7 They hid their net for me without cause;
they dug a pit for me without cause.
8 Let ruin come on him unexpectedly,
and let the net that he hid ensnare him;
let him fall into it—to his ruin.
Just a little farther down David writes this:
11 Malicious witnesses come forward;
they question me about things I do not know.
12 They repay me evil for good,
making me desolate.
13 Yet when they were sick,
my clothing was sackcloth;
I humbled myself with fasting,
and my prayer was genuine.
David did pray for his persecutors. Either what David wrote is in accord with what Jesus taught in the Sermon on the Mount or I don’t know why this Psalm, and many others, should have been included in Holy Scripture.
Then there is the prophet Jeremiah who penned this passage when he discovered the plot against his life:
18 Then certain ones said, “Come, let’s make plans against Jeremiah, for instruction will never be lost from the priest, or counsel from the wise, or an oracle from the prophet. Come, let’s denounce him and pay no attention to all his words.”
19 Pay attention to me, Lord.
Hear what my opponents are saying!
20 Should good be repaid with evil?
Yet they have dug a pit for me.
Remember how I stood before You
to speak good on their behalf,
to turn Your anger from them.
21 Therefore, hand their children over to famine,
and pour the sword’s power on them.
Let their wives become childless and widowed,
their husbands slain by deadly disease,
their young men struck down by the sword in battle.
22 Let a cry be heard from their houses
when You suddenly bring raiders against them,
for they have dug a pit to capture me
and have hidden snares for my feet.
23 But You, Lord, know
all their deadly plots against me.
Do not wipe out their guilt;
do not blot out their sin before You.
Let them be forced to stumble before You;
deal with them in the time of Your anger.

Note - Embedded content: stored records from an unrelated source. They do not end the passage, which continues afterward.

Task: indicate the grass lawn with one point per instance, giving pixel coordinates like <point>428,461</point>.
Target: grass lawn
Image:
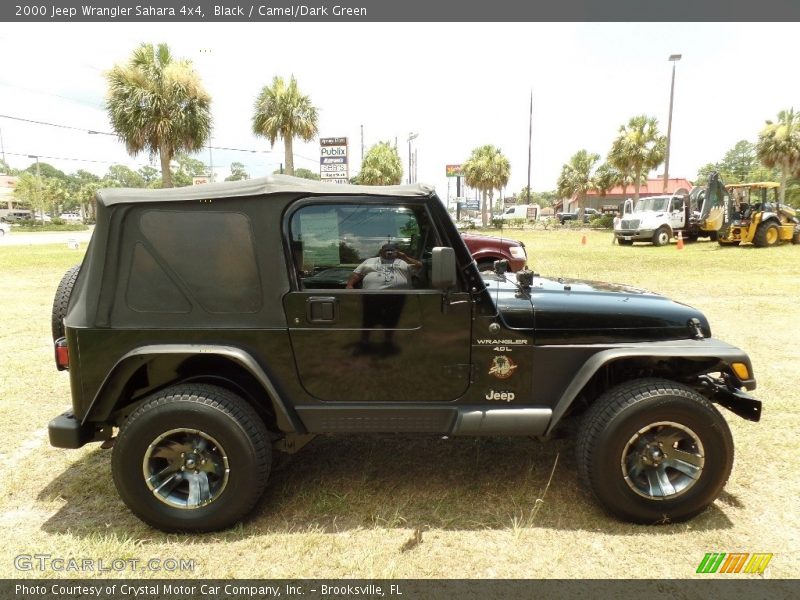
<point>352,506</point>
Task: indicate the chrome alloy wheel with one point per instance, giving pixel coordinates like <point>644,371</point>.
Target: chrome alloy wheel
<point>186,468</point>
<point>662,460</point>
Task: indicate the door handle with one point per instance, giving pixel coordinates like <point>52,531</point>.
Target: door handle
<point>322,309</point>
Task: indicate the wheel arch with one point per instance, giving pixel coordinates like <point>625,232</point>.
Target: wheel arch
<point>683,364</point>
<point>145,370</point>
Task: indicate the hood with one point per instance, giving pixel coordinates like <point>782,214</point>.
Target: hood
<point>573,311</point>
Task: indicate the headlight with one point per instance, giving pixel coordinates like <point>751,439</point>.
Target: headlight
<point>518,252</point>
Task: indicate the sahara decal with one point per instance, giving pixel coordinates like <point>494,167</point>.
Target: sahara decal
<point>504,396</point>
<point>502,367</point>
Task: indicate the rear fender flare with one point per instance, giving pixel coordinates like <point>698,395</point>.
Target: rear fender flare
<point>125,367</point>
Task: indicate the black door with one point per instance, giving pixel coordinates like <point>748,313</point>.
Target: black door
<point>391,339</point>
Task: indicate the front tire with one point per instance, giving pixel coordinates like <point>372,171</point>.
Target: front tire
<point>661,236</point>
<point>192,458</point>
<point>654,451</point>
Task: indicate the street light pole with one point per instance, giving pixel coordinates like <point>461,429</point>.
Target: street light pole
<point>411,137</point>
<point>673,58</point>
<point>38,185</point>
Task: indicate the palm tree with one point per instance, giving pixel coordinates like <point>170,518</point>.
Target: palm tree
<point>282,111</point>
<point>779,146</point>
<point>486,170</point>
<point>381,166</point>
<point>157,103</point>
<point>576,175</point>
<point>638,149</point>
<point>605,178</point>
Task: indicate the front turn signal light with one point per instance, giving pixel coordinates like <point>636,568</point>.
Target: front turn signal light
<point>741,371</point>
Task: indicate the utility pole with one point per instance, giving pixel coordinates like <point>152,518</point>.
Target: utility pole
<point>210,164</point>
<point>673,58</point>
<point>530,136</point>
<point>38,185</point>
<point>411,137</point>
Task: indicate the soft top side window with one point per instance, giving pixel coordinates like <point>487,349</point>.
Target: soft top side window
<point>329,241</point>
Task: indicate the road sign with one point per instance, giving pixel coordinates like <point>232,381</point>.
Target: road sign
<point>333,160</point>
<point>453,170</point>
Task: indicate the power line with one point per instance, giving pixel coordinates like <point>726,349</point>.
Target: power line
<point>108,162</point>
<point>94,132</point>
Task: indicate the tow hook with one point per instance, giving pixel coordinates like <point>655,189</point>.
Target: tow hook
<point>738,402</point>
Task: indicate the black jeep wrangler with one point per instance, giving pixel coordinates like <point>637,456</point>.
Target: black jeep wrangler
<point>217,323</point>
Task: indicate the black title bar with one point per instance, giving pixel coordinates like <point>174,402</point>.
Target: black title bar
<point>355,11</point>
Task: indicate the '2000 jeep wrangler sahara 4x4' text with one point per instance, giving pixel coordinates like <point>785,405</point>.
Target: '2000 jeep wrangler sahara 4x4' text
<point>217,323</point>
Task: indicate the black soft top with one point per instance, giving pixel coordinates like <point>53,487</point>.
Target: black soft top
<point>275,184</point>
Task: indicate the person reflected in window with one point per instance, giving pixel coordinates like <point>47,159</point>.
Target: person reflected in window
<point>390,270</point>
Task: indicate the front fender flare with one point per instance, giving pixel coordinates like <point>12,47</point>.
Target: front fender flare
<point>705,348</point>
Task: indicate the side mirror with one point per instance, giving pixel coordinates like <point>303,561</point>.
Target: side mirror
<point>443,268</point>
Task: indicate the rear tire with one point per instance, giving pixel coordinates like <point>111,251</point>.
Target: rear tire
<point>192,458</point>
<point>766,235</point>
<point>661,236</point>
<point>654,451</point>
<point>61,301</point>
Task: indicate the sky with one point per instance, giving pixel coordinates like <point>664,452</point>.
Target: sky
<point>456,85</point>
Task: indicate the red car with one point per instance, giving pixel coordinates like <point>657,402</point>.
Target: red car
<point>486,249</point>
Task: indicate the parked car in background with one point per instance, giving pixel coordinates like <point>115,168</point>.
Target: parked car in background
<point>588,214</point>
<point>14,215</point>
<point>528,212</point>
<point>486,249</point>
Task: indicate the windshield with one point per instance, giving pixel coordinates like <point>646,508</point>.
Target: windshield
<point>654,203</point>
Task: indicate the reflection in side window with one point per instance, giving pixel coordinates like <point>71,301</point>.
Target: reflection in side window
<point>330,242</point>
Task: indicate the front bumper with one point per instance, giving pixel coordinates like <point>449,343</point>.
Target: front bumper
<point>637,235</point>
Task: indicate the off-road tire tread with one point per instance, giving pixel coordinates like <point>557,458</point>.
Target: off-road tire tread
<point>615,400</point>
<point>61,301</point>
<point>228,404</point>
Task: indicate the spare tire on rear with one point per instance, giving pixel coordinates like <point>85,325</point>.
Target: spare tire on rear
<point>61,301</point>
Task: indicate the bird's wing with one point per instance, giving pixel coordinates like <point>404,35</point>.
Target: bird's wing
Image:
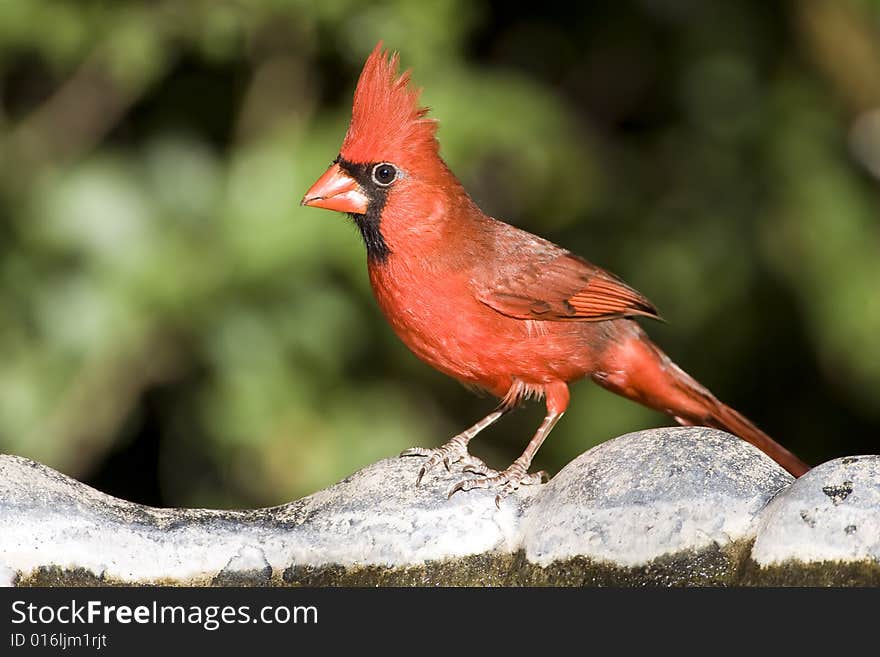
<point>565,287</point>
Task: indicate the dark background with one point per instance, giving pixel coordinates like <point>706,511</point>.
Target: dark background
<point>176,330</point>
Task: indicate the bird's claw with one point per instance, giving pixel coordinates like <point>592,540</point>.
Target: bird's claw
<point>455,451</point>
<point>505,481</point>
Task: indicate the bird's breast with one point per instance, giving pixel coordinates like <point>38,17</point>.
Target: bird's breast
<point>437,315</point>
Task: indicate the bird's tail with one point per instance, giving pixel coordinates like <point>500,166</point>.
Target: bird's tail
<point>640,371</point>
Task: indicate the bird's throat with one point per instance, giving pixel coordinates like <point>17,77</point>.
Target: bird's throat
<point>368,224</point>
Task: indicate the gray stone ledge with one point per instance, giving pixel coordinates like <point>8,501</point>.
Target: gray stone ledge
<point>663,507</point>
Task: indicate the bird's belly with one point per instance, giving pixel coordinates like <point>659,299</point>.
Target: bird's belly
<point>460,336</point>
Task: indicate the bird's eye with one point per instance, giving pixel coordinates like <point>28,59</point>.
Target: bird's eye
<point>384,174</point>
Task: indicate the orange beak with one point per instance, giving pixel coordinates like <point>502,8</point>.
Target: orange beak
<point>336,190</point>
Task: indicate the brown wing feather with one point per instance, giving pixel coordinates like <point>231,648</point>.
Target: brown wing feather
<point>564,288</point>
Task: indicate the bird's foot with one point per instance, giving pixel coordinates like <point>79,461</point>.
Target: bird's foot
<point>505,481</point>
<point>455,451</point>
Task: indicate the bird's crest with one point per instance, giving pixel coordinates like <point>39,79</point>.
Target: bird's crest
<point>387,122</point>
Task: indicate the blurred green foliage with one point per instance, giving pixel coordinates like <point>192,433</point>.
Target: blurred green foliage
<point>175,329</point>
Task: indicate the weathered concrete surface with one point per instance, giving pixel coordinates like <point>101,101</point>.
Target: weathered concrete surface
<point>825,528</point>
<point>677,506</point>
<point>651,495</point>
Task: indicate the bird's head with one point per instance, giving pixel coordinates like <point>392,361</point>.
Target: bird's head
<point>389,163</point>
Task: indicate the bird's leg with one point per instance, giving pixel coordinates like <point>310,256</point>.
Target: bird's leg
<point>517,474</point>
<point>455,451</point>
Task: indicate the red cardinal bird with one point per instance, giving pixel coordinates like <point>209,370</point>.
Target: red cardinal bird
<point>487,303</point>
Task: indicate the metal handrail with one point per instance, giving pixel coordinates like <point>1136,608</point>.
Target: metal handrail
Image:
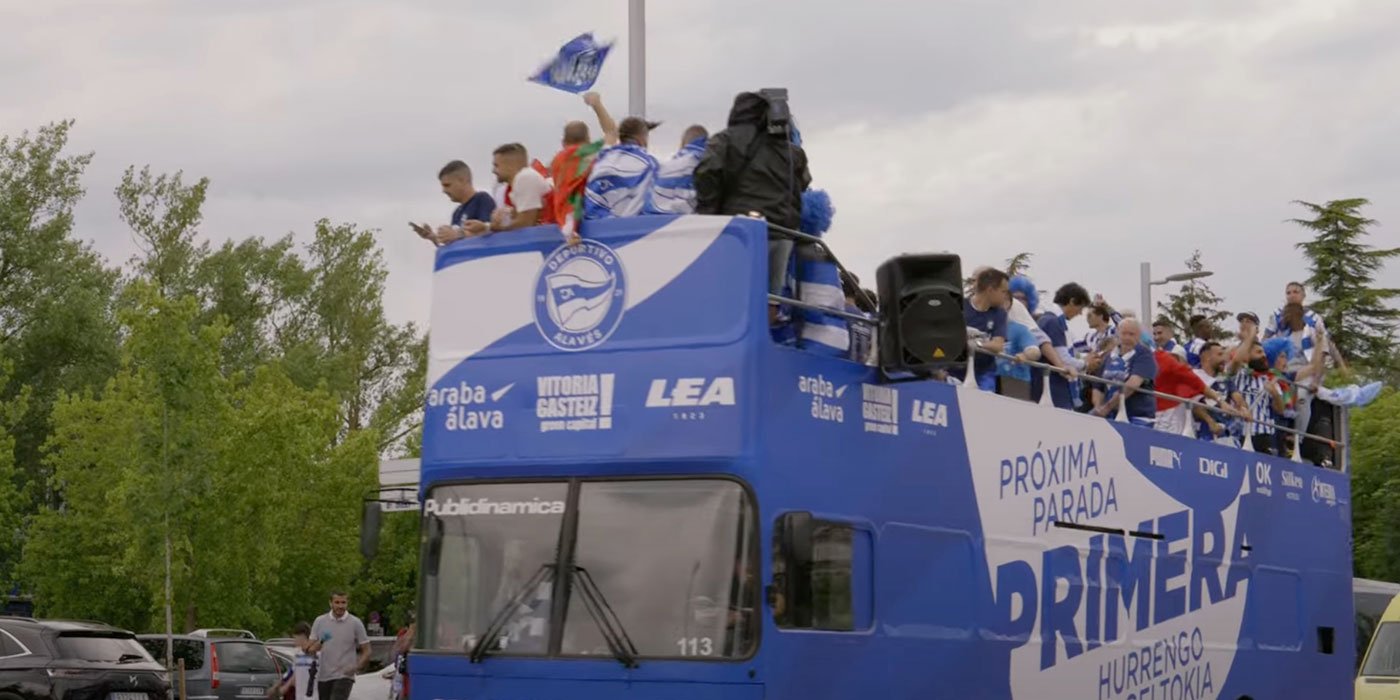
<point>1091,378</point>
<point>860,318</point>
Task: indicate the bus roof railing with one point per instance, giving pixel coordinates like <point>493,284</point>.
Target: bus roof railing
<point>812,240</point>
<point>875,321</point>
<point>1334,443</point>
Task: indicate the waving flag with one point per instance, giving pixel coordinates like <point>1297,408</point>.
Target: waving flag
<point>577,65</point>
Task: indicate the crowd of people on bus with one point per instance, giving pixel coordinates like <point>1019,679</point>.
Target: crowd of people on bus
<point>745,168</point>
<point>1259,388</point>
<point>1243,391</point>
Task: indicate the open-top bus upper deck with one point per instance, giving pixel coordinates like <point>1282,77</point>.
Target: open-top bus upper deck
<point>620,408</point>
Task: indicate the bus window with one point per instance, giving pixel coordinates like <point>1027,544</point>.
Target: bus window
<point>651,545</point>
<point>836,590</point>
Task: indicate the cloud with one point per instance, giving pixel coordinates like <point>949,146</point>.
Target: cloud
<point>1096,135</point>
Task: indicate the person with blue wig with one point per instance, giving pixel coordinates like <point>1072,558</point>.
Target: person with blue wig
<point>1266,395</point>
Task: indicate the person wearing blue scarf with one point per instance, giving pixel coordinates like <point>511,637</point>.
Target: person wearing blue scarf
<point>674,191</point>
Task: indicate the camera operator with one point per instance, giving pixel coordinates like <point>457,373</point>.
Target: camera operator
<point>756,165</point>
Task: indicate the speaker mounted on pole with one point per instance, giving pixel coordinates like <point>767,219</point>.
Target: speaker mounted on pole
<point>921,303</point>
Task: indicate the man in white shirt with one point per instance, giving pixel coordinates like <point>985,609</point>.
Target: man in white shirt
<point>1294,293</point>
<point>342,646</point>
<point>1165,339</point>
<point>522,202</point>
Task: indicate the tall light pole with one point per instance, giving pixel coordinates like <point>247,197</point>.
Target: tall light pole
<point>637,58</point>
<point>1148,283</point>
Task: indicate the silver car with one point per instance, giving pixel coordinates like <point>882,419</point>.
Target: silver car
<point>217,668</point>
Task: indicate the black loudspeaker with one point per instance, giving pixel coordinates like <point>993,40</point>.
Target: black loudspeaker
<point>921,305</point>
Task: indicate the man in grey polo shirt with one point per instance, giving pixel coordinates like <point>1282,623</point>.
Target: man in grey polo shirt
<point>343,646</point>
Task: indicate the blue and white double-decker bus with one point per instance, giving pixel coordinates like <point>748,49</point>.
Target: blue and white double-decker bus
<point>630,490</point>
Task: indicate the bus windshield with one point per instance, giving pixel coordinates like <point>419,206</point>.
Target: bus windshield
<point>1383,658</point>
<point>672,559</point>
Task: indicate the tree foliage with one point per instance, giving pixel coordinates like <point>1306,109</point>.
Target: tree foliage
<point>1193,298</point>
<point>1019,263</point>
<point>231,399</point>
<point>245,480</point>
<point>1360,315</point>
<point>58,329</point>
<point>1375,487</point>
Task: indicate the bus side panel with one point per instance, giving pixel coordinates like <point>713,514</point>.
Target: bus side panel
<point>849,450</point>
<point>1109,560</point>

Once again, just like David, Jeremiah had indeed prayed for his persecutors but that didn’t preclude him from praying that prayer at a later date. Where are the passages where God chews out David and Jeremiah for their petulance? How could God have permitted such things to be written in scripture without challenge if they are so wrong?
I will read all answers to my post but I am not of a mind to debate anyone on this. That doesn’t mean I won’t be reading your responses but I will not get into arguments over this.
May Jessica’s abductor/murderer truly receive what he so richly deserves.